ALE leases one of these planes for the season. The Ilyushin takes enough fuel for a return trip from Punta Arenas, Chile to Union Glacier, Antarctica. The plane comes with its own Russian crew. It has been modified inside with some seats and since there are no windows, a large screen TV has been installed in front of the plane, so we can watch the plane being guided onto the runway, take off and land. The TV receives the feed from a camera outside the front of the plane and helps us with orientation.
ALE also has its own flight attendant on every flight, to give us earplugs, a beverage or two and a couple of snacks. All of this felt a little surreal to say the least.

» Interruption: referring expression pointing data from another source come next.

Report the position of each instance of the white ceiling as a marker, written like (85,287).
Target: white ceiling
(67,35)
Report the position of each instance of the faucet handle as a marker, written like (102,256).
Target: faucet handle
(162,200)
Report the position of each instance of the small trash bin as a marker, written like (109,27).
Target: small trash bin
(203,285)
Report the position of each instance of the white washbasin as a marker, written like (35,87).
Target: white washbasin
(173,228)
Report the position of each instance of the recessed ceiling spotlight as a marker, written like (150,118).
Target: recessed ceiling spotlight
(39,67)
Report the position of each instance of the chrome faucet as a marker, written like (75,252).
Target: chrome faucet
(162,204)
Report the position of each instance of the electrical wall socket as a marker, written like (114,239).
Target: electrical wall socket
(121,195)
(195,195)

When we arrive at Union Glacier, the plane lands on a blue ice runway and even though the IIyushin does not have any trouble stopping, the passengers slip and slide on the ice. It was no surprise that our arrival was met with wind and it’s cold! Very cold.! But nothing can dampen our excitement of arriving. We stop to pose for many pictures in front of the plane before we board the trucks that will take us to Union Glacier, and camp.
The ride from the runway to the camp is about 25 minutes, even though the distance is only about 5-6 km. When we reach Union Glacier, we are given a tour of the camp, the facilities, the do’s and don’t’s And did I mention it was cold?! However the views and the air are so clear and clean, that I have to keep blinking to adjust – both my eyes and my heart! This place is spectacular. The expanse – the brilliant whites and fresh blues are like nothing I’ve ever seen before. I needed to keep reminding myself not to take my sunglasses off!
We are assigned a tent, which is a double walled clam shaped tent with carpet on the floor and cots. This is very much my style of ‘camping’. Our bags are delivered by ski doo! Wow! I feel spoiled!
Afterwards, we are invited to the heated communal dinning tent. Here ALE serves not your average cafeteria food. There are vegan and gluten free choices, fresh baked goods and meals made fresh – breakfast, lunch and dinner. They even serve mid-morning and afternoon snacks – freshly baked! Hot water, tea and coffee is always available and during meals white and red wine. This is a giant improvement from other experiences. I am impressed and relieved.
The Union Glacier camp itself and facilities, which get set-up for business in November and taken down for protection of the weather at the end of January, every year, was our first clue that climbing Mt Vinson was not going to be your average Summit attempt.